Todo resultó a la perfección, tal cual me lo había imaginado. Por eso me han salido siempre bien todas las argumentaciones jurídicas que he armado para mis clientes. Lo que pasa es que muchas veces —cuando no la mayoría de las oportunidades— los clientes me resultan más pretenciosos de lo admisible y cambian las determinaciones por darse el lujo de creerse mejores abogados que yo. Así fue cuando me dieron la orden de no continuar más con los estudios y experimentos y Fátima y Gossaín se apersonaron del engorde del marrano, de la medida exacta de las yerbas que habría de tomar, y alistaron el antídoto que habíamos comprobado en los laboratorios de la Tecnológica y repasado una y otra vez en los micos aulladores que nos traían desde el Amazonas. Ellos dos, con la prepotencia que concede el ejercicio de la guerra y el poder de las armas, asumieron la totalidad del operativo y yo pasé de ser el promotor al simple ujier abogadil que hace un mandado. No volvieron a ensayar con los micos, sino que empezaron a experimentar sin compasión y sin escrúpulos con los memes del cañón, y aunque en casi todos el procedimiento resultó positivo, en por lo menos media docena de esos pobres indios, sobre todo en los que trabajaban en la mina de oro,el resultado fue fatal.
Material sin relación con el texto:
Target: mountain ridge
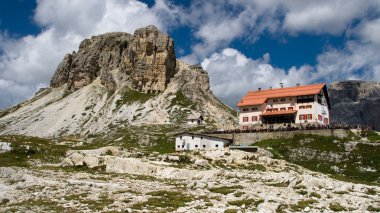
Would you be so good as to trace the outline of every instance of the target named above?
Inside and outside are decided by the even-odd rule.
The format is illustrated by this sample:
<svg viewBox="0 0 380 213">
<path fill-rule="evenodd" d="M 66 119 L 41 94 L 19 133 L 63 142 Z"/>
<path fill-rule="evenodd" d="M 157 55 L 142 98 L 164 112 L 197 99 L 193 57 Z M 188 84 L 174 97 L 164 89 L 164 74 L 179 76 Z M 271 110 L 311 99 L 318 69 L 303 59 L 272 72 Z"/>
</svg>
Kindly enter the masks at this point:
<svg viewBox="0 0 380 213">
<path fill-rule="evenodd" d="M 186 128 L 191 114 L 203 115 L 208 127 L 234 128 L 235 112 L 214 96 L 207 72 L 176 60 L 170 37 L 153 26 L 131 36 L 84 40 L 59 64 L 52 87 L 0 112 L 0 134 L 86 137 L 114 126 Z"/>
</svg>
Pero como para ellos la vida de un indio ha valido menos que la de una vaca y lo que estaban buscando era el éxito de la teoría de Ramsés sobre la crucifixión de Cristo, esos gastos eran despreciables. Probablemente, allí residió parte de la falla. Los indios usados estaban acostumbrados a utilizar todas esas yerbas para doparse o extralimitarse, para ponerse en contacto con el más allá o para hacer el amor, y una cosa era la hemoglobina de los memes y otra muy diferente la de Ramsés Cruz. Lo cierto es que o la medida no fue exacta o lo que le dieron se potenció por el exceso de alcohol del licor que nunca previeron que el desesperado de Ramsés iba a tomarse.